Let us rephrase the problem into the following problem. We have:

• \(A\) red balls with \(1, 2, \cdots, A\) written on them

• \(B\) yellow balls with \(1, 2, \cdots, B\) written on them

• \(C\) green balls with \(1, 2, \cdots, C\) written on them

• \(D\) brown balls with \(1, 2, \cdots, D\) written on them

• \(E = (h_2 - h_1) + (w_2 - w_1)\) red balls with \(1, 2, \cdots, E\) written on them

We will randomly rearrange these balls in a row. What is the expected value of the index (position) of the first black ball?

Actually, the answer to this does not equal the answer to the original problem, since the piece without the black squares will be thrown away.
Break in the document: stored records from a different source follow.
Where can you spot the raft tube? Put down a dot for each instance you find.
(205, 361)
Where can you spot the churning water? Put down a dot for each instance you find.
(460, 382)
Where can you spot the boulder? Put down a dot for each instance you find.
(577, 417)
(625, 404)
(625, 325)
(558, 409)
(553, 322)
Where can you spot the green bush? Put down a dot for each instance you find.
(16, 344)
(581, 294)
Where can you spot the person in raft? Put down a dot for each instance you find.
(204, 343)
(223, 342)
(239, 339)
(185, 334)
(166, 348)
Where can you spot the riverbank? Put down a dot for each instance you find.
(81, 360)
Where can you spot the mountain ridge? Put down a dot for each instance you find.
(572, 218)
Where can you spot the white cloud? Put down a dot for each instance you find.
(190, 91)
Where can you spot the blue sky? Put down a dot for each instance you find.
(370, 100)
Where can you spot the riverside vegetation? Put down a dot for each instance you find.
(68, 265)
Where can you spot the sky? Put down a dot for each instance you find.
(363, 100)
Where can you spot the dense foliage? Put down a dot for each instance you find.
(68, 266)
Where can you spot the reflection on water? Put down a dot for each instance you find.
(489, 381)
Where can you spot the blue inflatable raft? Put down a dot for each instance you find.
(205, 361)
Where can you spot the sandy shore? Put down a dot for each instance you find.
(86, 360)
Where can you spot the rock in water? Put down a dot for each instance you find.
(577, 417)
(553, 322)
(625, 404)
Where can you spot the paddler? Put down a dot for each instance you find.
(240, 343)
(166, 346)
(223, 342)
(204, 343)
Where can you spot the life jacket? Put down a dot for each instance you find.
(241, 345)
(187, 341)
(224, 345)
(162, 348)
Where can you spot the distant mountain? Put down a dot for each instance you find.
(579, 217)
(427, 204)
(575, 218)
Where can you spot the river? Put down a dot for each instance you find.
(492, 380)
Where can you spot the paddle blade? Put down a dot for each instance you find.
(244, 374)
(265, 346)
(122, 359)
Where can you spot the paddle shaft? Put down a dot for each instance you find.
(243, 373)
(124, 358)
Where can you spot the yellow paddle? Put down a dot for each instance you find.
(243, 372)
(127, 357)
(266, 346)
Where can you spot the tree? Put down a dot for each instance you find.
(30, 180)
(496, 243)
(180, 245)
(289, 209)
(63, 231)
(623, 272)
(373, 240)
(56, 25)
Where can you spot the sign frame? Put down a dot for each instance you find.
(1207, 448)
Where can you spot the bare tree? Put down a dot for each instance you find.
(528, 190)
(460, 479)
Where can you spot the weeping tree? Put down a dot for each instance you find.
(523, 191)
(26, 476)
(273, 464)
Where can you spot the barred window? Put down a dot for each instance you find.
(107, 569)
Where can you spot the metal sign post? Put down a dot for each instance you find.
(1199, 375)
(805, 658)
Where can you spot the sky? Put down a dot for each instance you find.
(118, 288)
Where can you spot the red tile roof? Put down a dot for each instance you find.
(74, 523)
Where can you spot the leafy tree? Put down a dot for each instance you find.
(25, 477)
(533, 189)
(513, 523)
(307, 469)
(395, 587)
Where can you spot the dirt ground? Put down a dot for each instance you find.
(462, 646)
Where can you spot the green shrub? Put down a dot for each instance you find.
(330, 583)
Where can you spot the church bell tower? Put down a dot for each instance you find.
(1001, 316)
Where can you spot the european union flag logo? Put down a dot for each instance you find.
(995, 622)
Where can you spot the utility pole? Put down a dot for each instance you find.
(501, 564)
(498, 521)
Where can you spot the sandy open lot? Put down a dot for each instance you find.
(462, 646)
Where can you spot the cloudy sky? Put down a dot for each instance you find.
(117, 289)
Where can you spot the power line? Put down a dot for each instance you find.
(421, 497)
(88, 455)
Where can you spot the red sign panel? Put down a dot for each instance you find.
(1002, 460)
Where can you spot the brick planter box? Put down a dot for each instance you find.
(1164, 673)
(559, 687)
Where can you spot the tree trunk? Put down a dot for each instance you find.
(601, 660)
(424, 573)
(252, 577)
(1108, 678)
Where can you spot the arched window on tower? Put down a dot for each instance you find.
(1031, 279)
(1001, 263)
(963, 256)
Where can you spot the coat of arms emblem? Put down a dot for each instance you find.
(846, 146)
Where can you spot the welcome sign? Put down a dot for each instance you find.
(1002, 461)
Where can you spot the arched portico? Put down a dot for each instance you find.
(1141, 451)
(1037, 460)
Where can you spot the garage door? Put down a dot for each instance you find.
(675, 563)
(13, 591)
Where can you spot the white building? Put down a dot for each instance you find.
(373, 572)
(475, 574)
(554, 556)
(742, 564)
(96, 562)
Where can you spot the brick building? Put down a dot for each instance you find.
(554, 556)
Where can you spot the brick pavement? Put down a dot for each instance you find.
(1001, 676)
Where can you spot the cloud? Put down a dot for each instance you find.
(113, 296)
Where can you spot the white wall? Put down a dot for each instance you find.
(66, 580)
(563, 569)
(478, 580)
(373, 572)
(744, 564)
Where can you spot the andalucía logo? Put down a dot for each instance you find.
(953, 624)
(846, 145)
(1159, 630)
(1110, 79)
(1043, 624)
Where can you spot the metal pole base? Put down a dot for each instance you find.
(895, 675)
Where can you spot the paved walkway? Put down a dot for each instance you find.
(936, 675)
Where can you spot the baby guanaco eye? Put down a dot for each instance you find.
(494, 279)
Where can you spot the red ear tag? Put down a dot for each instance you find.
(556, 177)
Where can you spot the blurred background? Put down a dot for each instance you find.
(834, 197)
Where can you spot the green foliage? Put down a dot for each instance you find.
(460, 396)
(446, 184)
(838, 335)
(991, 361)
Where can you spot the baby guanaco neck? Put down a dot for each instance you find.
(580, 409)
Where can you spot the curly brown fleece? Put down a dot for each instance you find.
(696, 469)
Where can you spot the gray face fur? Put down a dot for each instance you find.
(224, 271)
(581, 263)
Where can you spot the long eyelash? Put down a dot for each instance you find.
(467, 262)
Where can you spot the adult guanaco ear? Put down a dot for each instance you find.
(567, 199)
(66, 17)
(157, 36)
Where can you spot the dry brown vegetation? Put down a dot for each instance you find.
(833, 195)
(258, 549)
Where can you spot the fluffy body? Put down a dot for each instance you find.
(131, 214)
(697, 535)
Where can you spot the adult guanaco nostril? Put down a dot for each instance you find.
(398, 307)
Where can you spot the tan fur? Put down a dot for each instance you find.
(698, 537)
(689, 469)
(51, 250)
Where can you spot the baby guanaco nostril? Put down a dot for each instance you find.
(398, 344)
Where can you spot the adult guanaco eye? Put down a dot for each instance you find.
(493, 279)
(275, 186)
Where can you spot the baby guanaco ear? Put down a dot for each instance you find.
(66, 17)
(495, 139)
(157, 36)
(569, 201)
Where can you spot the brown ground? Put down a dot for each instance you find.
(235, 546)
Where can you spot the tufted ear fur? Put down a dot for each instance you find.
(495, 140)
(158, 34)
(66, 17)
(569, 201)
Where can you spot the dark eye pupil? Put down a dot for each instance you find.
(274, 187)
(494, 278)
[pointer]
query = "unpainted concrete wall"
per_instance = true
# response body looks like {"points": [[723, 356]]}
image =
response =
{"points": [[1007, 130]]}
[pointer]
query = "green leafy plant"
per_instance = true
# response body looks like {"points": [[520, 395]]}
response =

To handle it, after the rearranging, we will ignore a ball if another ball in the same color with a smaller number occurs earlier in the sequence.

Intuitively, we can choose balls in the sequence from front to back and throw away balls that should be ignored without changing the probabilities for relevant balls.

In the end, from the linearity of expectation, we can find the expected value in question by summing up the probability that each pair of (color, value) occurs earlier than black balls to avoid being ignored.

For example, the probability for the pair (red, \(i\)) is the probability that it appears the earliest among (red, \(1\)), (red, \(2\)), \(\ldots\), (red, \(i\)) and blacks, so it is \(\frac{1}{i+E}\).

Therefore, after precomputing the modulo inverse of each \(i\) and accumulated sums in \(\mathrm{O}(L)\) time, we can find the answer in \(\mathrm{O}(1)\) time.